NEW YORK -- A jury concluded Tuesday that Kevin Spacey didn’t molest fellow actor Anthony Rapp in the 1980s, bringing to a conclusion a trial that was an outgrowth of the #MeToo movement.
The verdict in the Manhattan federal court civil trial came after jurors considered whether to believe Rapp’s claims that he was psychologically damaged after Spacey made a sexual advance on him in 1986. Both were relatively unknown actors in Broadway plays.
Spacey testified that the encounter never happened, and said he was sure of it.
The 2017 claims by Rapp and others brought an abrupt halt to two-time Academy Award winner Spacey’s career.
THIS IS A BREAKING NEWS UPDATE AP's earlier story is below.
NEW YORK (AP) — A jury on Thursday began deliberating the validity of Anthony Rapp's civil claims that Kevin Spacey sexually abused him in his apartment when Rapp was 14, while both were relatively unknown actors in Broadway plays in the 1980s.
Deliberations began in midafternoon after a lawyer for Rapp, Richard Steigman, urged jurors to make Spacey pay for trying to molest Rapp in 1986 after a party in Spacey’s Manhattan apartment. He accused Spacey of lying on the witness stand.
Jennifer Keller, a lawyer for Spacey, told jurors that Rapp made up the encounter and said they should reject Rapp’s claims.
Rapp, 50, and Spacey, 63, each testified over several days at the three-week trial. The lawsuit sought $40 million in damages.

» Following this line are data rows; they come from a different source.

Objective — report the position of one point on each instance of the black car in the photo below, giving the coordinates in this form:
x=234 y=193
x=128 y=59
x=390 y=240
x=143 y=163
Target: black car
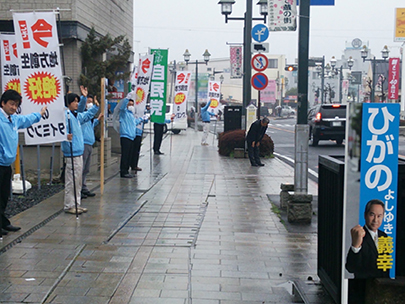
x=327 y=122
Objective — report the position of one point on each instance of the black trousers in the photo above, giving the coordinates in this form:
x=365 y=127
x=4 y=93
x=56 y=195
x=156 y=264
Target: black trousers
x=135 y=152
x=127 y=147
x=157 y=139
x=254 y=154
x=5 y=186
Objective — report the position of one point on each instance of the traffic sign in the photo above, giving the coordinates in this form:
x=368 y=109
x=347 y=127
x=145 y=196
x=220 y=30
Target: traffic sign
x=260 y=32
x=259 y=81
x=260 y=47
x=259 y=62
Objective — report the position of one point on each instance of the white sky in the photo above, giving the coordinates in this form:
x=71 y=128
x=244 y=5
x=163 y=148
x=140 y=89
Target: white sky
x=199 y=25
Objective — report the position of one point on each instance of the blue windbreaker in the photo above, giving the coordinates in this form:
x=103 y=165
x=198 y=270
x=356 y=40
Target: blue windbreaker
x=128 y=122
x=87 y=127
x=74 y=127
x=9 y=135
x=205 y=115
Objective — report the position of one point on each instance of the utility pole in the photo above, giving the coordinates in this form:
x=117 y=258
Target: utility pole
x=302 y=129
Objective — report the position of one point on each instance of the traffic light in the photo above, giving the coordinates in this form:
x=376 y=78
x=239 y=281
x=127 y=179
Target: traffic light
x=291 y=68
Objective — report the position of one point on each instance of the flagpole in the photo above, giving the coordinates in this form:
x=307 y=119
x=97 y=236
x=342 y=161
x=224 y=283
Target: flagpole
x=102 y=103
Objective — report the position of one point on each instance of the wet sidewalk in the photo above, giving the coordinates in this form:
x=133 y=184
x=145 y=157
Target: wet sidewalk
x=192 y=227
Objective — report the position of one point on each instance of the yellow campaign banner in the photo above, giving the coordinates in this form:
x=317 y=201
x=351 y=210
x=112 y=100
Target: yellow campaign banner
x=400 y=25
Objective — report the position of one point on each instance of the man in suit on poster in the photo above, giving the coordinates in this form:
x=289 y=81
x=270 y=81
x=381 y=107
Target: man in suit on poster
x=362 y=256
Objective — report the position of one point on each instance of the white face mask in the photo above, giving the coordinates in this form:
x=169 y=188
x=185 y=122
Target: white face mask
x=132 y=109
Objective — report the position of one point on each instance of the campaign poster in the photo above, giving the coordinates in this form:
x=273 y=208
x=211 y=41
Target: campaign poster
x=158 y=88
x=40 y=75
x=181 y=89
x=214 y=95
x=371 y=186
x=393 y=78
x=236 y=61
x=10 y=68
x=143 y=81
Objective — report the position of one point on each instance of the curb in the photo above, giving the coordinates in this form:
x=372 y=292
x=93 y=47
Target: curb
x=289 y=161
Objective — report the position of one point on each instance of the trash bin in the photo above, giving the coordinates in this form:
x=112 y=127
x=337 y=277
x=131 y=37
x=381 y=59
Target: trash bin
x=232 y=118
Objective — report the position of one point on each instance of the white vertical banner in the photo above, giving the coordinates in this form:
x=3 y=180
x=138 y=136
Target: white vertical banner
x=40 y=75
x=214 y=94
x=282 y=15
x=10 y=69
x=181 y=88
x=143 y=80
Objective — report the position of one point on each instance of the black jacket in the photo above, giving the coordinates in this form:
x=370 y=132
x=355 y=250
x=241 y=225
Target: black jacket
x=256 y=132
x=364 y=263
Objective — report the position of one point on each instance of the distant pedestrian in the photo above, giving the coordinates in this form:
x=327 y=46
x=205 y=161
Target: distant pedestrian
x=86 y=103
x=158 y=135
x=253 y=138
x=128 y=129
x=73 y=149
x=9 y=125
x=143 y=117
x=206 y=119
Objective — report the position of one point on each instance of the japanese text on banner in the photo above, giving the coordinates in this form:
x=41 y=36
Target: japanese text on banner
x=214 y=94
x=181 y=88
x=40 y=75
x=10 y=69
x=379 y=173
x=143 y=80
x=158 y=88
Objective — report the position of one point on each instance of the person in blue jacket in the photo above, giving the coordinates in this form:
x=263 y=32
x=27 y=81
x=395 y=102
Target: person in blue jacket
x=205 y=117
x=73 y=149
x=9 y=124
x=86 y=103
x=128 y=133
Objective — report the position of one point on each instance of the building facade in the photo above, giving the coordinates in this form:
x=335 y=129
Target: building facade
x=77 y=17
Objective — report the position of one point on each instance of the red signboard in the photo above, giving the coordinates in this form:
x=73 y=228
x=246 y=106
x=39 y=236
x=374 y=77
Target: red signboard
x=117 y=95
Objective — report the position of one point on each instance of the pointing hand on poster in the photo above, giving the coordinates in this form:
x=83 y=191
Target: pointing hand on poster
x=358 y=234
x=84 y=91
x=43 y=111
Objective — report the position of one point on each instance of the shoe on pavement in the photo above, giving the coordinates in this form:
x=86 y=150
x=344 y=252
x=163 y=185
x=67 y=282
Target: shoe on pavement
x=83 y=209
x=73 y=210
x=127 y=175
x=88 y=193
x=11 y=228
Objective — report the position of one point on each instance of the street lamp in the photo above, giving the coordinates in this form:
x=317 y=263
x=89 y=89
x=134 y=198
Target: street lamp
x=206 y=57
x=226 y=10
x=364 y=54
x=339 y=71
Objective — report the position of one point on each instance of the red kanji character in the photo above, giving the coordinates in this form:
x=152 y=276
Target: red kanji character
x=41 y=29
x=24 y=33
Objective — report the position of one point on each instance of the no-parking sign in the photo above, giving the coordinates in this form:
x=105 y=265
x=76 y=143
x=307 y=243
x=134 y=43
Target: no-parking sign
x=259 y=81
x=259 y=62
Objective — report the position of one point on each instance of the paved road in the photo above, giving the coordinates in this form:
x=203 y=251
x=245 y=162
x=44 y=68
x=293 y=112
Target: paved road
x=282 y=133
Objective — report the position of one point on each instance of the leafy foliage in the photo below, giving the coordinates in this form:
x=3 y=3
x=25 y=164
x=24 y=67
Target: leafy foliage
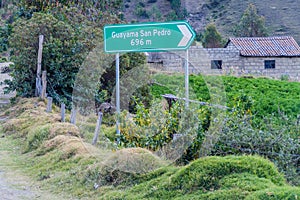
x=62 y=55
x=251 y=24
x=211 y=37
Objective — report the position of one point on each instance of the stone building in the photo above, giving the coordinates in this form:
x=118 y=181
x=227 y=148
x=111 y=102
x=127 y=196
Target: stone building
x=275 y=57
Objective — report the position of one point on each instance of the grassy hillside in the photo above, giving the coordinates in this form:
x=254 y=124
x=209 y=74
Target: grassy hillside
x=266 y=97
x=59 y=157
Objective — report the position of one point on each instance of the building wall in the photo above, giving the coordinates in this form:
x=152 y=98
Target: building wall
x=232 y=63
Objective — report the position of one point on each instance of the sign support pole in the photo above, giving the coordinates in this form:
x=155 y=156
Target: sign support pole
x=187 y=79
x=118 y=96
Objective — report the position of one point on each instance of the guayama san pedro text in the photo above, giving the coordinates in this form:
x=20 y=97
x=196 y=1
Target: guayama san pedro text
x=141 y=33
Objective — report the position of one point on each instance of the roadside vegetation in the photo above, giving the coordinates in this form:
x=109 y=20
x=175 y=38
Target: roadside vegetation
x=238 y=165
x=238 y=139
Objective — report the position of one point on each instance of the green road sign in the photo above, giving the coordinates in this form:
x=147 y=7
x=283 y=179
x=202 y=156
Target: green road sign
x=148 y=37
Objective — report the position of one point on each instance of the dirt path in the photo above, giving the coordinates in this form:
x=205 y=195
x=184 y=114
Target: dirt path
x=14 y=185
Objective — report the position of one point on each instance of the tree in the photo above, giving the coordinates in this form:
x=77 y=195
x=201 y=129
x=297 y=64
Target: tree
x=251 y=24
x=211 y=37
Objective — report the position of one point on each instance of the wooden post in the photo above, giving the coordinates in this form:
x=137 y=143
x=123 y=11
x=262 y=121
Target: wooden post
x=73 y=115
x=63 y=112
x=44 y=81
x=49 y=104
x=98 y=126
x=38 y=84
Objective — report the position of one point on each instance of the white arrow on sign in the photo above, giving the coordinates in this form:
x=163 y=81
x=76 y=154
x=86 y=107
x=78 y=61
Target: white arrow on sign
x=187 y=35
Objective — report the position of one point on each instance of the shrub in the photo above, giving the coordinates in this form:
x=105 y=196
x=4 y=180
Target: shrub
x=291 y=193
x=205 y=173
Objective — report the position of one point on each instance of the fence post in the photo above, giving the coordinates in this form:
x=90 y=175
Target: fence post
x=44 y=84
x=38 y=83
x=49 y=104
x=63 y=112
x=98 y=126
x=73 y=115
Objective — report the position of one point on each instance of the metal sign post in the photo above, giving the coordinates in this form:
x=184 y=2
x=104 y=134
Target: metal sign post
x=186 y=78
x=146 y=37
x=118 y=96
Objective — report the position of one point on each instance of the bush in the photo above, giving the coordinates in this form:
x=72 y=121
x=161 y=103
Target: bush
x=291 y=193
x=126 y=165
x=205 y=173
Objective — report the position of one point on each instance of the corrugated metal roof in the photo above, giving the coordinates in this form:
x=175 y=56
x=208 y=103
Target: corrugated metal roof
x=266 y=46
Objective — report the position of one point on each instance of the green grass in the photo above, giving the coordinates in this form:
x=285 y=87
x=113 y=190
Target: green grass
x=66 y=164
x=271 y=98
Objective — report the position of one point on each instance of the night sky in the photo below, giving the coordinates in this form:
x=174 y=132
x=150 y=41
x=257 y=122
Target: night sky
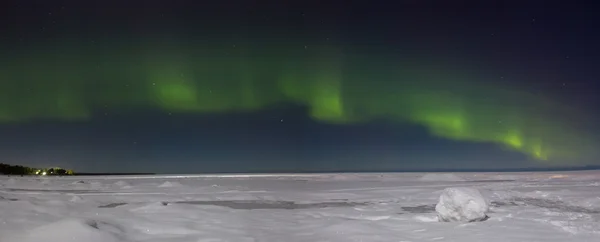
x=298 y=86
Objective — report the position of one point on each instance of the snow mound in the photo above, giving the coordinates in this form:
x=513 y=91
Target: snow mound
x=68 y=230
x=11 y=181
x=440 y=177
x=170 y=184
x=462 y=204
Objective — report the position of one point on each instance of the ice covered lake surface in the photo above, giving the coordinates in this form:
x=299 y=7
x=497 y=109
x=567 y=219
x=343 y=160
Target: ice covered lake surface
x=553 y=206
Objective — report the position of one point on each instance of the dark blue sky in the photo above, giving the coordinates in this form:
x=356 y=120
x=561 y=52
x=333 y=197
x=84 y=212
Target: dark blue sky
x=536 y=47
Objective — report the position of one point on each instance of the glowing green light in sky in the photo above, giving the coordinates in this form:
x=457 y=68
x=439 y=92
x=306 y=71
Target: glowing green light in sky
x=46 y=84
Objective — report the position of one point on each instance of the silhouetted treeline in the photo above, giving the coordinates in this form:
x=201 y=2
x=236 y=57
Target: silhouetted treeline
x=7 y=169
x=16 y=170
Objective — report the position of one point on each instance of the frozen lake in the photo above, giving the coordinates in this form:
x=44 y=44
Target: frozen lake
x=553 y=206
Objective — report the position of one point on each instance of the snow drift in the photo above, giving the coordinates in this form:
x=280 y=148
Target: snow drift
x=462 y=204
x=440 y=177
x=68 y=230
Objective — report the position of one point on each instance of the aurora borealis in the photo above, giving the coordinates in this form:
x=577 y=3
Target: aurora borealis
x=69 y=78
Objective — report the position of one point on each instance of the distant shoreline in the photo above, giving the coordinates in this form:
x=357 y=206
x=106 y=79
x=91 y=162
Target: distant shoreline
x=557 y=169
x=114 y=174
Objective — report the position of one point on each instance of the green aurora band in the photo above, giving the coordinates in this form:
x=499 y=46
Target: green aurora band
x=72 y=83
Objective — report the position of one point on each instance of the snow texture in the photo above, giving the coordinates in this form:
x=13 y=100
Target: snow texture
x=367 y=207
x=440 y=177
x=462 y=204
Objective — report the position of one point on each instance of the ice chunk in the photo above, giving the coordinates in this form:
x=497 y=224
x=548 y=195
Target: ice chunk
x=462 y=204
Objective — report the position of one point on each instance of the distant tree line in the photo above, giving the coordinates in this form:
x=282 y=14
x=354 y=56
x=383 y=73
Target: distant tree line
x=7 y=169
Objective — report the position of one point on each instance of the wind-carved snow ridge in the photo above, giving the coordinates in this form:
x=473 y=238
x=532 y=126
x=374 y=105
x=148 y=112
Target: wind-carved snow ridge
x=462 y=204
x=170 y=184
x=441 y=177
x=70 y=230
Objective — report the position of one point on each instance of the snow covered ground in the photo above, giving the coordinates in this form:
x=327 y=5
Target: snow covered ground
x=315 y=207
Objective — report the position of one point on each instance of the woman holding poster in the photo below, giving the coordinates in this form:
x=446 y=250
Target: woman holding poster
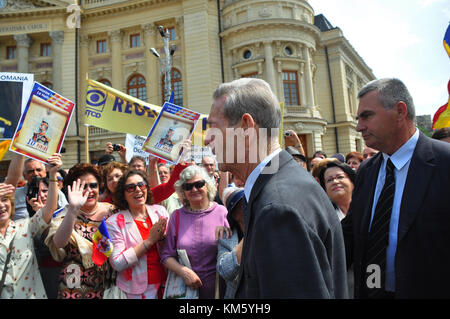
x=18 y=264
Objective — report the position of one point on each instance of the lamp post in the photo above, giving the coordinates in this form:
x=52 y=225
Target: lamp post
x=165 y=65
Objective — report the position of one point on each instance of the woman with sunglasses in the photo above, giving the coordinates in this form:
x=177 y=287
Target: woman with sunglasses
x=134 y=231
x=197 y=221
x=70 y=235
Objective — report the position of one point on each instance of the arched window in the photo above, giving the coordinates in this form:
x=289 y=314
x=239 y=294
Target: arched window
x=105 y=82
x=136 y=87
x=176 y=86
x=290 y=86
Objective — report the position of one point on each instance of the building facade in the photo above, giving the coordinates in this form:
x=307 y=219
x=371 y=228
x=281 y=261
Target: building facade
x=309 y=64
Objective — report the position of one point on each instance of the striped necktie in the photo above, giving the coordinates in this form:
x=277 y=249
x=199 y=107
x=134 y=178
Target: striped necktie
x=378 y=238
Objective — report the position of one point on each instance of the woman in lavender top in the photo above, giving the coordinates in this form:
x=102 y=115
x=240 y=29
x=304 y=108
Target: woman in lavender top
x=198 y=219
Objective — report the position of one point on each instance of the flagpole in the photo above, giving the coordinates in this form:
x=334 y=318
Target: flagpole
x=86 y=134
x=86 y=142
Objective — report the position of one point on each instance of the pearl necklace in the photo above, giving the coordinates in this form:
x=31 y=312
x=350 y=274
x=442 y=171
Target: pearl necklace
x=143 y=220
x=200 y=210
x=90 y=213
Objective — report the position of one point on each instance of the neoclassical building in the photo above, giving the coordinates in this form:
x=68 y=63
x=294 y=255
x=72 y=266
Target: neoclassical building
x=309 y=64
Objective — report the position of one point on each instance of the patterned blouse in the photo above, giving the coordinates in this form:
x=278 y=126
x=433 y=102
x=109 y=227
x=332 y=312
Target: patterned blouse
x=80 y=278
x=23 y=280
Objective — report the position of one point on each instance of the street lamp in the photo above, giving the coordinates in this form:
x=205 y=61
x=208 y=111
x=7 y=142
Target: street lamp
x=166 y=64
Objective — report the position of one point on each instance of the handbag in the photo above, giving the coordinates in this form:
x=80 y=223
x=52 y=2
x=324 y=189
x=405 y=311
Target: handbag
x=8 y=258
x=175 y=287
x=114 y=292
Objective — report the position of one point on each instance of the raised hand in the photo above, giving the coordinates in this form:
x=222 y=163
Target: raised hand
x=55 y=163
x=77 y=195
x=186 y=146
x=6 y=189
x=36 y=204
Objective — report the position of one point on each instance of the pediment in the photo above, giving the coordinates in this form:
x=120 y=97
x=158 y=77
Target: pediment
x=11 y=6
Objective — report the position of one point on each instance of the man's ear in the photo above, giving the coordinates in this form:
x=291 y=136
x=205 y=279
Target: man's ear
x=402 y=110
x=247 y=122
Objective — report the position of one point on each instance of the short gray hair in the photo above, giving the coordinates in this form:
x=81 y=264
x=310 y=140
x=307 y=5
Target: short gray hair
x=253 y=96
x=189 y=173
x=390 y=92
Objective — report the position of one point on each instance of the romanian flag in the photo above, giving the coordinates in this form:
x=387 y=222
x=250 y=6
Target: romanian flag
x=4 y=147
x=101 y=245
x=447 y=41
x=441 y=118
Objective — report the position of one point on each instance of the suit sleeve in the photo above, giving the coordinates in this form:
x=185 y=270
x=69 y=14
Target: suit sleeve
x=284 y=238
x=163 y=191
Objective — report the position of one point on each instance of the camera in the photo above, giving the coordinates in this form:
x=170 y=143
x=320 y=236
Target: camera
x=33 y=187
x=116 y=147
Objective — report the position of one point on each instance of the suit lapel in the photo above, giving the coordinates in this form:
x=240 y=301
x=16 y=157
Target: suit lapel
x=131 y=227
x=370 y=179
x=283 y=157
x=417 y=183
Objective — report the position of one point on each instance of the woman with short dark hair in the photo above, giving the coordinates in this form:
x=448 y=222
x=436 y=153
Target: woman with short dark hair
x=135 y=230
x=71 y=231
x=197 y=221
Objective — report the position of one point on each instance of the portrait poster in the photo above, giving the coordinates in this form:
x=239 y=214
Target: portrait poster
x=15 y=89
x=43 y=124
x=173 y=125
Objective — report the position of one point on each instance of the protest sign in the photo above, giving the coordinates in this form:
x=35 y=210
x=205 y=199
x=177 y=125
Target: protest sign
x=173 y=125
x=15 y=89
x=43 y=124
x=134 y=144
x=116 y=111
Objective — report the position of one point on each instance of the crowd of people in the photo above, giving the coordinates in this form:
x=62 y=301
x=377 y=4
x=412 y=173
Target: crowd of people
x=304 y=230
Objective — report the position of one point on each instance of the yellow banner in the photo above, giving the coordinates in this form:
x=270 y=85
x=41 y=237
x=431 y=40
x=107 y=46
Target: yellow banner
x=116 y=111
x=4 y=147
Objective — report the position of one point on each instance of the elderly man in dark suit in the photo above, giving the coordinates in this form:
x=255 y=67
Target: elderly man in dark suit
x=293 y=242
x=397 y=230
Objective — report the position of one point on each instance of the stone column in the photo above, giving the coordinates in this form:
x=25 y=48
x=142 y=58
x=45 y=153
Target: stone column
x=270 y=69
x=151 y=66
x=57 y=42
x=23 y=43
x=301 y=85
x=308 y=78
x=116 y=59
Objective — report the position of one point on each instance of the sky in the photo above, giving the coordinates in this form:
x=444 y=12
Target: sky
x=398 y=38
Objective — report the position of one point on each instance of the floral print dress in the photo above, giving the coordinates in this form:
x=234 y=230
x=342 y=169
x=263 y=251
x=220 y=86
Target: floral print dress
x=80 y=278
x=23 y=280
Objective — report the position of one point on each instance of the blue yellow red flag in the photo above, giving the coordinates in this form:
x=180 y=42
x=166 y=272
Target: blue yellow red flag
x=102 y=246
x=447 y=40
x=441 y=118
x=4 y=147
x=116 y=111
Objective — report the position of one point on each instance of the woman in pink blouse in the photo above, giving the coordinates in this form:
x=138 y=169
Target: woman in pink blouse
x=135 y=231
x=198 y=219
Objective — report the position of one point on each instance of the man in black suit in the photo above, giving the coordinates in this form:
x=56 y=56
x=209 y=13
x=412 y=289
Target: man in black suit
x=293 y=243
x=406 y=186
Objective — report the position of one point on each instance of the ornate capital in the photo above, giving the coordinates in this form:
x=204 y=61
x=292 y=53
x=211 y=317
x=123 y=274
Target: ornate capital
x=23 y=40
x=116 y=35
x=84 y=40
x=57 y=36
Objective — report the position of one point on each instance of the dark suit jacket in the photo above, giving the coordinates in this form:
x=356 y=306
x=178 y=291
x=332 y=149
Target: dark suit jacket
x=423 y=246
x=293 y=246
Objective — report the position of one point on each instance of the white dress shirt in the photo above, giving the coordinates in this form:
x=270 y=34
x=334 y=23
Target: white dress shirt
x=401 y=160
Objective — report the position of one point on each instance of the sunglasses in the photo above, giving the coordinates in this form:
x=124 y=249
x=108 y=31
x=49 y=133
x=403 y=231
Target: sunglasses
x=190 y=186
x=132 y=187
x=91 y=185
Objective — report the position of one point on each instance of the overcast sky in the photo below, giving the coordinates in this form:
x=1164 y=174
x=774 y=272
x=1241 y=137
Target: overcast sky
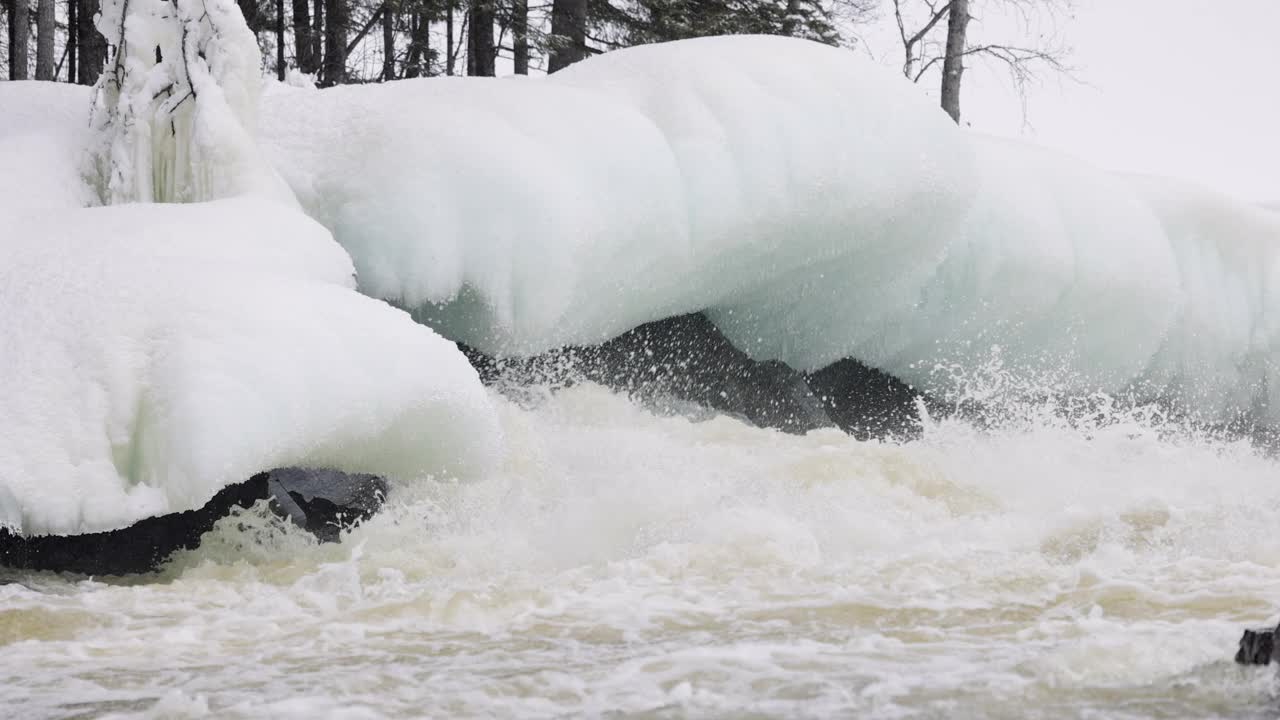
x=1176 y=87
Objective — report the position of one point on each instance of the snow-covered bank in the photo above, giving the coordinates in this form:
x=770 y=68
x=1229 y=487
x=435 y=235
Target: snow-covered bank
x=635 y=186
x=814 y=205
x=155 y=354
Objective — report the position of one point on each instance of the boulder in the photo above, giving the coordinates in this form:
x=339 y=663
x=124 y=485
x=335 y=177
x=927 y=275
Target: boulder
x=869 y=404
x=679 y=360
x=686 y=360
x=319 y=501
x=1257 y=647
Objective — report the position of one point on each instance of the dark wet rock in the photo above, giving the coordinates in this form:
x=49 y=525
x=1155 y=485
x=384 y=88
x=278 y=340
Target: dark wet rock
x=869 y=404
x=320 y=501
x=324 y=501
x=681 y=359
x=1257 y=647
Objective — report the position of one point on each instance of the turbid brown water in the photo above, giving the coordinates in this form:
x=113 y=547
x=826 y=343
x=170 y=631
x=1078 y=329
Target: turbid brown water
x=624 y=564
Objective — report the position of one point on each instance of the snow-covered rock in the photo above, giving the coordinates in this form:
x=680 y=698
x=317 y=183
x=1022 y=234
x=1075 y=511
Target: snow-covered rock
x=155 y=354
x=639 y=185
x=812 y=204
x=44 y=145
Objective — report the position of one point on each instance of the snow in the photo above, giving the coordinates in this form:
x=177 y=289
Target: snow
x=155 y=354
x=814 y=205
x=44 y=133
x=641 y=183
x=174 y=113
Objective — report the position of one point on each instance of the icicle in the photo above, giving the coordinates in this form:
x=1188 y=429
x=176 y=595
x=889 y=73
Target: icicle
x=176 y=105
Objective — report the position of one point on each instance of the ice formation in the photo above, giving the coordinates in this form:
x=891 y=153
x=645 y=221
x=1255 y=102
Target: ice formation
x=814 y=205
x=154 y=354
x=176 y=108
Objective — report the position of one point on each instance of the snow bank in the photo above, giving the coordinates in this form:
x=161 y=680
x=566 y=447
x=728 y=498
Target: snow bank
x=176 y=110
x=44 y=140
x=639 y=185
x=814 y=205
x=155 y=354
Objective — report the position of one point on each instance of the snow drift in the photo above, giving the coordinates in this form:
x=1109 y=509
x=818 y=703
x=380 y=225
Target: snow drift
x=155 y=354
x=814 y=205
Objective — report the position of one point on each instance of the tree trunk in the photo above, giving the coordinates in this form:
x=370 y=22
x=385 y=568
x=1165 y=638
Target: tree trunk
x=91 y=45
x=45 y=40
x=952 y=63
x=302 y=36
x=279 y=40
x=419 y=44
x=448 y=40
x=318 y=39
x=568 y=26
x=19 y=27
x=480 y=50
x=71 y=41
x=789 y=22
x=520 y=36
x=388 y=42
x=336 y=41
x=252 y=17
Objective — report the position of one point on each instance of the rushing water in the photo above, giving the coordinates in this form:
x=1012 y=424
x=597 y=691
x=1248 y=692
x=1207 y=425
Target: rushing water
x=634 y=564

Rapp’s claims, and those of others, abruptly interrupted what had been a soaring career for the two-time Academy Award winning actor, who lost his job on the Netflix series “House of Cards” and saw other opportunities dry up. Rapp is a regular on TV’s “Star Trek: Discovery” and was part of the original Broadway cast of “Rent.”
In his closing, Steigman said jurors should conclude that Spacey lied to them when he insisted that the encounter could not have happened, in part because Rapp claimed it happened in a one-bedroom apartment and Spacey lived in a studio.
“He lacks credibility,” Steigman said. As for his client, the lawyer said he filed the lawsuit “to hold Kevin Spacey accountable.”
“Sometimes the simple truth is the best. The simple truth is that this happened,” he said.
After jurors were sent away to deliberate, Keller drew sympathy from U.S. District Judge Lewis A. Kaplan when she complained that Steigman broke trial rules when he finished his summation by telling jurors that he hopes “you don't let him get away with it this time.”
Kaplan had set rules that were meant to keep jurors from learning about sex abuse accusations made against Spacey that were not part of the trial evidence.
Keller called Steigman's statement “another clear, premeditated attempt to let the jury know” about other claims against Spacey.
“I'm very concerned,” she added, saying it could affect the verdict.
Kaplan responded by saying Steigman's statement “shouldn't happen” and that if the jury ruled in Rapp's favor, attorneys may need to make written arguments over the issue. He also said that Rapp during his testimony should not have mentioned that there were other claims made against Spacey.
During her closing argument, Keller tried to suggest reasons for why Rapp would make up the encounter with Spacey, in which he said Spacey picked him up and briefly laid on top of him on a bed in his apartment. At the time, Rapp was 14 and Spacey was 26. Rapp testified that he wriggled out and fled the apartment only to encounter an inebriated Spacey at the door asking if he was sure he wanted to leave.
Spacey's attorney said it was possible Rapp invented it based on his experience performing in “Precious Sons,” a play in which actor Ed Harris picks up Rapp's character and lays on top of him, mistaking him briefly for his wife before discovering it is his son.
She also suggested that Rapp later became jealous that Spacey became a megastar while Rapp had “smaller roles in small shows" after his breakthrough performance in Broadway's “Rent.”
“So here we are today and Mr. Rapp is getting more attention from this trial than he has in his entire acting life,” Keller said.